Les perles et les trichoptères vivent dans les cours d'eau et les étangs et sont un aliment important pour la truite et le saumon. Les abeilles et les guêpes assurent la pollinisation des végétaux. Les libellules mangent d'autres insectes. Beaucoup de coléoptères se repaissent de détritus. La tordeuse des bourgeons de l'épinette veille à ce que la forêt boréale ne devienne pas une monoculture de sapins baumiers, contribuant ainsi à la biodiversité.

Les gastéropodes terrestres et les limaces sont également des invertébrés. Il ne faut surtout pas oublier les mollusques du parc national, comme les moules, palourdes et gastéropodes d'eau douce, composantes importantes de la chaîne alimentaire des lacs et cours d'eau. La valvée présente un intérêt particulier, puisque notre lac Freshwater est le seul habitat connu de cet animal en Nouvelle-Écosse.

Les invertébrés introduits dans le parc comprennent les perce-oreilles, les vers de terre et plusieurs insectes forestiers.

Invertébrés de la zone intertidale
Une minuscule puce de mer.
Les plages sablonneuses sont l'habitat de la puce de mer, un authentique crustacé miniature (1 cm) et de différents invertébrés de la zone intertidale, comme la natice.
© Hautes-Terres-du-Cap-Breton parc national / S. Homer Dans une cuvette, on voit un crabe commun et quelques bigorneaux sur fond d'algues.
Dans les plages rocailleuses, les cuvettes de marée, formées par le recul de la mer, sont l'endroit par excellence pour observer le crabe commun, le bigorneau et le balane.
© Hautes-Terres-du-Cap-Breton parc national / Parcs Canada

Le parc national des Hautes-Terres-du-Cap-Breton compte peu d'invertébrés de la zone intertidale parce que les marées n'y sont pas très fortes et parce que la côte est exposée et battue par les vagues et les glaces.

Sur les pointes rocheuses, le visiteur verra des étoiles de mer, l'oursin vert, le crabe commun, la moule bleue, le pourpre de l'Atlantique, des bigorneaux et des balanes. Les quelques plages sablonneuses du parc national sont l'habitat du dollar de sable, de la natice, des palourdes et d'une variété d'amphipodes comme la puce de mer. Le parc compte davantage de plages rocailleuses, mais les invertébrés n'y sont pas à leur mieux, puisque les vagues déferlantes bouleversent constamment les petites roches.

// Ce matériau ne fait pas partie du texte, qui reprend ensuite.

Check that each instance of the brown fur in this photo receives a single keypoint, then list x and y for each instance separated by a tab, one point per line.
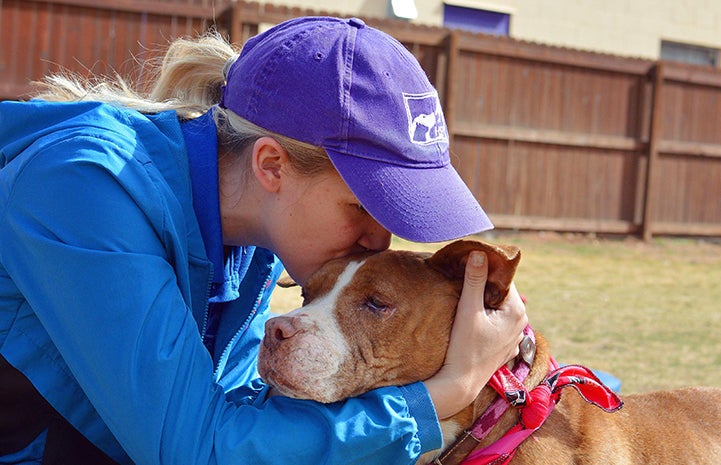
407	340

Les invertébrés introduits comprennent des isopodes (de petits crustacés parasites) et le crabe vert qui est une menace potentielle pour les populations de moules.


Les invertébrés marins
Mmmm... un homard dans son habitat naturel.
Le homard n'est pas qu'un régal pour les gourmets. Il fait aussi le ménage du fond de la mer puisqu'il se nourrit des animaux morts. La pêche au homard compte pour beaucoup dans l'économie du nord du Cap-Breton.
© Hautes-Terres-du-Cap-Breton parc national / K. Sonnenburg

Le homard et le crabe des neiges sont les invertébrés marins les plus connus et les plus importants pour notre économie. Mais pour l'écosystème, d'autres invertébrés marins sont loin d'être quantité négligeable. Le zooplancton, qui se compose de minuscules crevettes et d'autres invertébrés, est la nourriture de base du requin-pèlerin et de bien d'autres poissons et mysticètes, comme la baleine à bosse mégaptère et le rorqual commun. Les eaux qui baignent la Nouvelle-Écosse sont également riches en méduses, l'aliment de base de la tortue luth, une espèce en voie de disparition.